Parce qu’ils ont été privés d’amour, les « Orphelins » souffrent d’une étrange pathologie : une obsession pour la violence envers eux-mêmes et les autres. Ce gang de grands garçons ont cependant la chance d’avoir croisé Jessica, une reine, une cheffe, un gourou, à la croisée entre Xena la guerrière et Tomb Raider, qui les recueille et les protège.

Elle est leur mère, ils sont des frères, vivent et dorment tous ensemble dans l’illégalité d’un pavillon squatté. Pour les sauver de leur mal intérieur, Jessica doit leur réapprendre à aimer.

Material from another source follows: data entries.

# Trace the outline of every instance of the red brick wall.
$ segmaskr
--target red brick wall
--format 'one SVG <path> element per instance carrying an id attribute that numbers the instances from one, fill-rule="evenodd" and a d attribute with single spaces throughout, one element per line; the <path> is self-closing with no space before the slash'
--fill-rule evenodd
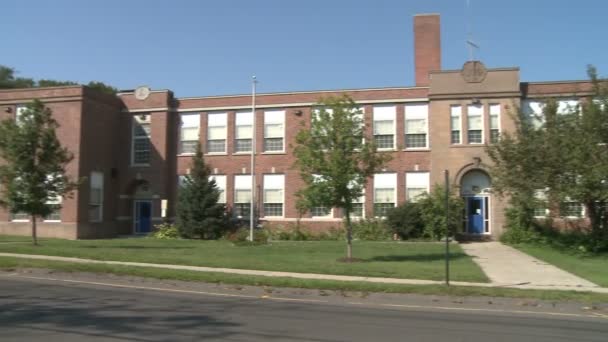
<path id="1" fill-rule="evenodd" d="M 429 72 L 441 70 L 441 29 L 438 14 L 414 16 L 416 85 L 429 85 Z"/>

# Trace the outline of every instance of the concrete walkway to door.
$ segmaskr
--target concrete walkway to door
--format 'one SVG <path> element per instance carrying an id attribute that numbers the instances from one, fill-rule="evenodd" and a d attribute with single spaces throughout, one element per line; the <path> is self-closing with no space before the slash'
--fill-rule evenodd
<path id="1" fill-rule="evenodd" d="M 495 285 L 594 287 L 592 282 L 533 258 L 500 242 L 462 243 L 460 247 L 473 257 Z"/>

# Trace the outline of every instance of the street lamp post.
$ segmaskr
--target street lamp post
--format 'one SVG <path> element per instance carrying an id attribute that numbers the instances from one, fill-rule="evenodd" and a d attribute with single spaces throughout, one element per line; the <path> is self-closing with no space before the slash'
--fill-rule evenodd
<path id="1" fill-rule="evenodd" d="M 253 228 L 254 228 L 254 208 L 255 208 L 255 150 L 256 150 L 256 142 L 255 142 L 255 88 L 258 83 L 255 76 L 252 77 L 251 81 L 251 116 L 253 118 L 251 123 L 251 206 L 249 208 L 249 241 L 253 241 Z"/>

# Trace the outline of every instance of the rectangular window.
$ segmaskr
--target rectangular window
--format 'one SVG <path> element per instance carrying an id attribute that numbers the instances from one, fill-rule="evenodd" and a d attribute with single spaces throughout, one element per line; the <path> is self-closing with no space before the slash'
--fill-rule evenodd
<path id="1" fill-rule="evenodd" d="M 543 109 L 545 104 L 542 101 L 524 100 L 521 104 L 524 119 L 526 119 L 534 128 L 540 128 L 545 122 Z"/>
<path id="2" fill-rule="evenodd" d="M 149 165 L 150 164 L 150 115 L 139 114 L 133 116 L 133 129 L 131 131 L 132 141 L 132 165 Z"/>
<path id="3" fill-rule="evenodd" d="M 251 152 L 253 139 L 253 114 L 237 112 L 234 124 L 234 152 Z"/>
<path id="4" fill-rule="evenodd" d="M 405 148 L 426 148 L 429 105 L 405 105 Z"/>
<path id="5" fill-rule="evenodd" d="M 490 142 L 498 142 L 500 136 L 500 105 L 490 105 Z"/>
<path id="6" fill-rule="evenodd" d="M 207 153 L 226 152 L 226 113 L 207 114 Z"/>
<path id="7" fill-rule="evenodd" d="M 460 137 L 460 131 L 462 129 L 462 107 L 461 106 L 451 106 L 450 107 L 450 126 L 451 126 L 451 136 L 450 143 L 451 144 L 460 144 L 462 143 Z"/>
<path id="8" fill-rule="evenodd" d="M 53 211 L 44 218 L 45 222 L 61 222 L 61 196 L 54 196 L 46 201 Z"/>
<path id="9" fill-rule="evenodd" d="M 397 174 L 379 173 L 374 175 L 374 216 L 386 217 L 387 212 L 397 203 Z"/>
<path id="10" fill-rule="evenodd" d="M 226 204 L 226 176 L 213 175 L 209 176 L 209 180 L 215 180 L 215 185 L 220 192 L 220 197 L 217 202 Z"/>
<path id="11" fill-rule="evenodd" d="M 27 110 L 27 105 L 24 105 L 24 104 L 20 104 L 15 107 L 15 121 L 17 122 L 17 124 L 19 124 L 19 122 L 21 121 L 21 116 L 23 115 L 23 112 L 25 112 L 26 110 Z"/>
<path id="12" fill-rule="evenodd" d="M 103 173 L 91 172 L 89 186 L 89 222 L 101 222 L 103 221 Z"/>
<path id="13" fill-rule="evenodd" d="M 379 150 L 395 149 L 395 106 L 374 106 L 374 141 Z"/>
<path id="14" fill-rule="evenodd" d="M 365 195 L 359 197 L 357 201 L 353 202 L 353 208 L 350 213 L 350 217 L 361 218 L 365 216 Z"/>
<path id="15" fill-rule="evenodd" d="M 310 216 L 312 217 L 331 217 L 331 208 L 328 207 L 314 207 L 310 209 Z"/>
<path id="16" fill-rule="evenodd" d="M 562 202 L 559 213 L 562 217 L 583 217 L 583 205 L 572 201 Z"/>
<path id="17" fill-rule="evenodd" d="M 283 152 L 285 136 L 285 111 L 270 110 L 264 112 L 264 151 Z"/>
<path id="18" fill-rule="evenodd" d="M 416 202 L 420 196 L 429 192 L 428 172 L 406 172 L 405 173 L 405 199 L 408 202 Z"/>
<path id="19" fill-rule="evenodd" d="M 284 175 L 264 175 L 264 217 L 283 216 Z"/>
<path id="20" fill-rule="evenodd" d="M 557 114 L 572 114 L 578 111 L 578 100 L 562 99 L 557 101 Z"/>
<path id="21" fill-rule="evenodd" d="M 234 176 L 234 216 L 249 218 L 251 213 L 251 175 Z"/>
<path id="22" fill-rule="evenodd" d="M 467 112 L 468 142 L 469 144 L 483 143 L 483 106 L 469 105 Z"/>
<path id="23" fill-rule="evenodd" d="M 179 153 L 192 154 L 196 152 L 199 141 L 199 130 L 201 124 L 200 114 L 182 114 L 180 116 L 181 127 L 179 132 Z"/>
<path id="24" fill-rule="evenodd" d="M 24 212 L 11 213 L 11 221 L 13 222 L 28 222 L 30 214 Z"/>
<path id="25" fill-rule="evenodd" d="M 534 191 L 534 200 L 534 217 L 547 217 L 549 214 L 547 192 L 544 190 Z"/>

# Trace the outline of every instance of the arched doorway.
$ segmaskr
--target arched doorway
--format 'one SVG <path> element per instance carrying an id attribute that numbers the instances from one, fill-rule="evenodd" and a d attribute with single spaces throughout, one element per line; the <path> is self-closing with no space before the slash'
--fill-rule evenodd
<path id="1" fill-rule="evenodd" d="M 490 234 L 491 186 L 490 176 L 483 170 L 473 169 L 462 176 L 460 195 L 465 202 L 465 233 Z"/>

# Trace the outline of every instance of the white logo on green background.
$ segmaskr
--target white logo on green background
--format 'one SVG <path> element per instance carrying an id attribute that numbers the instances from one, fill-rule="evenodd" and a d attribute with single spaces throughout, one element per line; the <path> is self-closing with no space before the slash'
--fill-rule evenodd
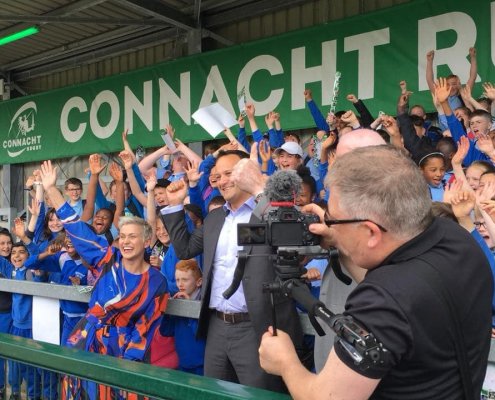
<path id="1" fill-rule="evenodd" d="M 25 151 L 41 149 L 41 135 L 35 134 L 37 113 L 36 103 L 29 101 L 20 107 L 10 120 L 8 139 L 2 143 L 10 157 L 17 157 Z"/>

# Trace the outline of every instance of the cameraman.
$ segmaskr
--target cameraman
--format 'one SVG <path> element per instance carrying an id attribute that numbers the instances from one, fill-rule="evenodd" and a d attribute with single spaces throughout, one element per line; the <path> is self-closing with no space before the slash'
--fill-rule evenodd
<path id="1" fill-rule="evenodd" d="M 325 367 L 314 375 L 299 362 L 290 338 L 280 330 L 273 336 L 270 328 L 259 349 L 262 368 L 282 376 L 296 399 L 479 398 L 490 348 L 493 291 L 479 246 L 457 224 L 431 216 L 419 170 L 391 146 L 342 155 L 326 184 L 332 188 L 327 215 L 316 207 L 311 210 L 325 224 L 313 224 L 310 230 L 367 270 L 350 294 L 345 314 L 372 332 L 388 356 L 365 369 L 336 342 Z M 429 273 L 438 282 L 429 280 Z M 452 314 L 441 293 L 451 294 L 446 297 L 454 303 Z M 464 370 L 472 386 L 467 396 L 456 358 L 453 314 L 467 354 Z"/>

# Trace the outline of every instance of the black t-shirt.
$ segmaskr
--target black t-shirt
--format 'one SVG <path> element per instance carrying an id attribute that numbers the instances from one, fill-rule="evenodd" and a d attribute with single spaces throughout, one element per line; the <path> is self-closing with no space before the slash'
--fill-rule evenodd
<path id="1" fill-rule="evenodd" d="M 439 272 L 459 311 L 475 393 L 481 392 L 490 349 L 493 279 L 479 245 L 467 231 L 437 218 L 419 236 L 370 270 L 349 295 L 346 314 L 363 324 L 389 351 L 386 365 L 361 371 L 343 347 L 350 368 L 381 378 L 372 399 L 462 399 L 449 313 L 435 284 L 418 274 Z"/>

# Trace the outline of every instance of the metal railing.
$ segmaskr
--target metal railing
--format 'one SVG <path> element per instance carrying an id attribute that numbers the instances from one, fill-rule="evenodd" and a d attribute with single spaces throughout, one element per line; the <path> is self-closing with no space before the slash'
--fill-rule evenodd
<path id="1" fill-rule="evenodd" d="M 267 390 L 7 334 L 0 334 L 0 357 L 153 399 L 290 398 Z"/>

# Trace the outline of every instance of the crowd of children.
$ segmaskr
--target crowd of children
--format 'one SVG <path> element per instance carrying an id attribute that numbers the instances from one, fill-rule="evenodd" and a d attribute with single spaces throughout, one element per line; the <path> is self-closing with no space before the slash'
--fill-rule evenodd
<path id="1" fill-rule="evenodd" d="M 203 263 L 201 255 L 180 260 L 170 243 L 160 217 L 160 209 L 168 205 L 168 186 L 180 180 L 188 185 L 184 207 L 192 232 L 225 203 L 217 188 L 216 158 L 222 151 L 242 150 L 251 154 L 266 176 L 277 170 L 297 171 L 302 179 L 294 199 L 297 206 L 317 203 L 326 208 L 325 175 L 332 167 L 337 144 L 357 128 L 376 130 L 412 157 L 430 189 L 432 204 L 436 203 L 434 212 L 468 229 L 495 272 L 495 87 L 485 83 L 483 97 L 472 97 L 473 77 L 477 76 L 475 49 L 469 55 L 471 72 L 465 86 L 455 75 L 435 81 L 434 54 L 426 56 L 438 124 L 427 119 L 426 105 L 410 106 L 412 93 L 405 82 L 398 86 L 396 117 L 376 119 L 353 94 L 347 99 L 357 114 L 345 110 L 325 117 L 306 90 L 304 97 L 316 126 L 306 151 L 297 134 L 283 132 L 283 115 L 270 112 L 264 133 L 257 125 L 254 105 L 248 104 L 238 119 L 237 140 L 208 143 L 202 155 L 176 138 L 176 149 L 163 146 L 139 160 L 124 132 L 121 165 L 108 166 L 113 178 L 109 188 L 100 179 L 107 165 L 98 154 L 89 157 L 85 200 L 77 178 L 65 182 L 64 200 L 55 187 L 56 168 L 45 162 L 26 182 L 33 199 L 28 223 L 16 219 L 12 232 L 0 231 L 0 276 L 94 286 L 89 305 L 60 301 L 62 346 L 144 362 L 152 359 L 153 346 L 168 346 L 178 360 L 171 357 L 162 366 L 202 375 L 205 343 L 196 338 L 197 321 L 162 315 L 168 296 L 201 300 Z M 246 122 L 252 140 L 246 135 Z M 171 127 L 167 130 L 174 134 Z M 307 263 L 304 277 L 315 296 L 325 267 L 319 260 Z M 0 332 L 32 337 L 31 304 L 30 296 L 0 293 Z M 157 336 L 174 340 L 155 340 Z M 19 398 L 23 379 L 28 399 L 57 398 L 58 378 L 53 374 L 45 374 L 47 382 L 41 392 L 36 369 L 9 363 L 8 370 L 11 399 Z M 0 400 L 6 394 L 5 371 L 5 363 L 0 362 Z M 91 398 L 102 390 L 84 382 L 67 382 L 64 388 L 72 395 L 85 390 Z"/>

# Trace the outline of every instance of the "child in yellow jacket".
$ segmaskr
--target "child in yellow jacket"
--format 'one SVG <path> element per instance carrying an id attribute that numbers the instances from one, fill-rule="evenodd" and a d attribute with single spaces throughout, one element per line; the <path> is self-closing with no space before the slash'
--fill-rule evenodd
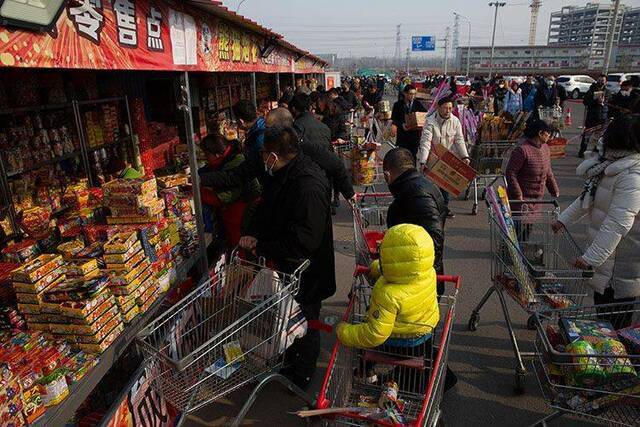
<path id="1" fill-rule="evenodd" d="M 390 228 L 380 246 L 379 267 L 372 266 L 373 275 L 382 275 L 373 287 L 366 321 L 340 323 L 336 331 L 340 342 L 358 348 L 385 343 L 404 347 L 430 338 L 440 320 L 434 257 L 433 240 L 424 228 L 413 224 Z"/>

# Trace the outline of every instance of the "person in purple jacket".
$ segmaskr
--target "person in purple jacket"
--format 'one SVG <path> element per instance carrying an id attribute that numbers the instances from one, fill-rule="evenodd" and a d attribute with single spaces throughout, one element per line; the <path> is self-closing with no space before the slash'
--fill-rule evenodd
<path id="1" fill-rule="evenodd" d="M 551 156 L 547 143 L 553 129 L 540 119 L 527 123 L 521 142 L 511 154 L 507 164 L 507 192 L 514 211 L 526 210 L 521 200 L 541 200 L 545 189 L 551 196 L 559 197 L 560 189 L 551 168 Z"/>

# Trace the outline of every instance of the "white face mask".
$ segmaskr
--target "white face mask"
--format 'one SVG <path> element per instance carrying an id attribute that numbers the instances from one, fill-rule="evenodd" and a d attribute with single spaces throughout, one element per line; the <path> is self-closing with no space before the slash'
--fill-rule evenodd
<path id="1" fill-rule="evenodd" d="M 553 80 L 547 80 L 547 86 L 551 87 L 553 86 L 554 81 Z"/>
<path id="2" fill-rule="evenodd" d="M 271 163 L 271 166 L 269 166 L 269 159 L 271 159 L 271 156 L 273 156 L 273 162 Z M 267 157 L 267 160 L 264 162 L 264 171 L 267 175 L 273 176 L 273 167 L 276 163 L 278 163 L 278 156 L 275 153 L 269 153 L 269 157 Z"/>
<path id="3" fill-rule="evenodd" d="M 621 90 L 620 91 L 620 95 L 629 96 L 629 95 L 631 95 L 631 91 L 630 90 Z"/>

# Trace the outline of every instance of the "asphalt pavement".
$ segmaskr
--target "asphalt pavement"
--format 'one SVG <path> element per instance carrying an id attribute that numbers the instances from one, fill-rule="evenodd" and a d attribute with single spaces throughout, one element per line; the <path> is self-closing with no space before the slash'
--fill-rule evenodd
<path id="1" fill-rule="evenodd" d="M 582 123 L 581 103 L 571 103 L 574 123 Z M 567 156 L 553 162 L 554 172 L 561 191 L 559 202 L 566 207 L 579 194 L 582 180 L 575 176 L 579 163 L 577 151 L 579 129 L 565 130 L 570 139 Z M 527 426 L 553 411 L 542 398 L 535 376 L 526 376 L 526 392 L 514 393 L 515 359 L 511 349 L 504 317 L 497 296 L 493 295 L 480 314 L 477 331 L 470 332 L 469 315 L 491 285 L 491 253 L 486 206 L 481 202 L 478 215 L 471 215 L 471 201 L 453 200 L 451 208 L 456 217 L 447 222 L 445 270 L 447 274 L 462 277 L 453 336 L 449 351 L 449 365 L 458 375 L 458 384 L 442 403 L 443 421 L 446 426 Z M 586 227 L 572 229 L 578 242 L 583 242 Z M 347 306 L 347 295 L 352 285 L 354 268 L 353 226 L 351 211 L 343 202 L 334 217 L 334 240 L 338 291 L 325 301 L 322 315 L 341 316 Z M 533 350 L 535 333 L 527 330 L 528 316 L 514 302 L 508 301 L 519 344 L 523 351 Z M 320 389 L 335 336 L 323 335 L 323 349 L 318 372 L 309 392 Z M 531 362 L 525 365 L 531 371 Z M 248 390 L 240 390 L 228 398 L 210 405 L 189 416 L 187 425 L 228 425 L 239 406 L 246 400 Z M 243 425 L 297 426 L 304 422 L 290 412 L 305 403 L 286 391 L 279 384 L 268 385 L 259 395 Z M 589 426 L 578 418 L 563 417 L 551 425 Z"/>

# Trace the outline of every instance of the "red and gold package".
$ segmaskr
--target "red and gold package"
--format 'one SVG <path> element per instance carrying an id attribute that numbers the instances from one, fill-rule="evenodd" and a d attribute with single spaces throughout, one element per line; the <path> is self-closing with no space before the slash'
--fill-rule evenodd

Jessica Forever baigne dans l’univers très référencé des jeux vidéo dont ses auteurs Jonathan Vinel et Caroline Poggi sont de grands adeptes. Le monde extérieur est indéfinissable ou des plus neutres (banlieues grises, forêt, centre commercial) et semble se construire au fur et à mesure qu’on le parcourt, avec toutes les surprises et les dangers que cela peut comporter. L’ennemi est une armée de drones, ce nouvel engin de guerre piloté à distance que l’on voit larguer des bombes à la télévision. Ici, ils incarnent une milice redoutable à l’affut de l’Orphelin.

Visuellement moins baigné de nostalgie que leur dernier court métrage After School Knife Heart filmé en 16mm (sorti en salle sous l’anthologie Ultra Rêve aux côtés de Yann Gonzales et Bertrand Mandico), Poggi & Vinel (et leur cheffe opératrice Marine Atlan) optent pour une image numérique rutilante, même si l’imagerie des années 90 reste majoritaire dans les costumes et la bande-son. Mais on aurait tort de caractériser le film de générationnel tant la révolte qui l’habite est atemporelle. La jeunesse abandonnée, celle qui lutte et survit n’appartient à aucune époque. Ce qui nous est plus contemporain c’est la nécessité d’une héroïne plus que d’un héros, Jessica, interprétée par Aomi Muyock, révélation de Love de Gaspard Noé. Cette femme magnétique est capable à elle seule de dompter et consoler les mauvais garçons, qui sous leur carapace virile cachent des cœurs blessés et mutiques qui ne se confient qu’en voix-off.

Dans la continuité de Tant qu’il nous reste des fusils à pompe, récompensé en 2014 de l’ours d’or du meilleur court métrage, le couple de cinéastes Caroline Poggi et Jonathan Vinel exposent leur appréhension très singulière du monde, un royaume de fantaisies et de violences, où la fraternité, ici belle dame au regard bleu, serait à jamais reine.

S.D.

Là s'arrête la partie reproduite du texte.